According to home secretary Charles Clarke, the agency "will work across operational boundaries to tackle the problem, focusing its resources on where the harms are the greatest. Drug and people trafficking will be its top priorities along with fraud and identity theft."
Agents will "exploit hi-tech 21st century technology and uncover the new wave of crime bosses", he added. "They will draw on new powers of search, seizure and interrogation to provide a specialised and relentless attack on organised crime, alongside existing law enforcement agencies."
But Struan Robertson, editor of OUT-LAW, said today: "It is surprising and a little disappointing that the NHTCU isn't even mentioned in the publicity material for SOCA. While SOCA's manifesto includes combating frauds that use the internet, we really can't say whether SOCA will be more effective than the NHTCU."
Robertson says it is too early to say if it will or will not bring more cyber criminals to justice. "But the biggest problem is likely to be resource: the remit of SOCA is wide and it will need to prioritise," he said.

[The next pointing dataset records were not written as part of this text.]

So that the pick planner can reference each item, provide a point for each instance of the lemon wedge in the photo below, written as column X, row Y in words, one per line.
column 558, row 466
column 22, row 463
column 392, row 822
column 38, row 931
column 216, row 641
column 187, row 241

The SOCA Board has already suggested that only 10 per cent of SOCA's effort will be directed at fraud – which will include phishing and investment or advance fee frauds.
Another problem could be that, if the frauds are the work of an individual, not an organised crime syndicate, they may be beyond SOCA's reach. "Such crimes were of concern to the NHTCU, but if SOCA doesn't get involved, would they be left to local police, who won't be as well equipped to investigate and bring cyber criminals to justice?" asked Robertson. "We've sought clarification from the Home Office, but haven't had a response yet."